Kampung Laweyan: Kampung Pergerakan Nasional

Foto: Batikbumi.net

Laweyan– Kampung Laweyan merupakan saksi bisu pergerakan nasional serta perjuangan kemerdekaan Indonesia melawan penjajah. Sarekat Dagang Islam pun juga didirikan di laweyah oleh K.H. Samanhudi pada tanggal 16 Oktober 1905. Serikat Dagang Islam dibentuk sebagai perkumpulan pedagang Islam yang menentang masuknya pedagang asing, khususnya Tionghoa dan Eropa yang menguasai ekonomi pada masa itu.

Serikat Dagang Islam inilah yang nantinya akan menjadi pelopor pergerakan nasional di Indonesia. Keberadaan serikat dagang ini menjadi inspirasi pergerakan-pergerakan lain, seperti salah satunya Boedi Oetomo yang beridiri tiga tahun setelah munculnya Serikat Dagang Islam. K.H. Samanhudi merupakan seorang pebisnis batik yang kaya, namun kekayaannya habis dijual untuk perjuangan kemerdekaan Indonesia. Meski begitu, di Laweyan sendiri masih tersisa beberapa peninggalan beliau.

Rumah K.H. Samanhudi masih berdiri hingga saat ini di Laweyan. Presiden Soekarno memberikan sebuah rumah kepada K.H. Samanhudi yang hingga saat in masih dihuni oleh keturunannya. Rumah ini berada tak jauh dari Masjid Laweyan dan makam Ki Ageng Henis.

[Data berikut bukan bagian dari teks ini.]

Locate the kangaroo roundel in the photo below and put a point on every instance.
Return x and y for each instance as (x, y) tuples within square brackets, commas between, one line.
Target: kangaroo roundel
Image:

Makam K.H Samanhudi pun juga masih berlokasi di Laweyan. Makam tokoh KH Samanhudi berada di Desa Banaran, Kecamatan Grogol, di kompleks pemakaman tak jauh dari keberadaan situs Bandar Kabanaran Laweyan. Kondisi makam beliau saat ini kurang terawat kaerna dimakan zaman, meski begitu masih banyak peziarah yang mengunjungi makam tersebut, termasuk tokoh-tokoh nasional.

Menempati sebuah ruangan kecil di kantor Kelurahan Sondakan, Laweyan, terdapatlah Museum K.H. Samanhudi. Museum menyimpan beberapa artefak dan dokumen berupa teks tentang kehidupan K.H Samanhudi yang memiliki nama kecil Sudarno Nadi. Juga, terdapat beberapa foto Samanhudi saat berjuang merintis Sarekat Dagang Islam.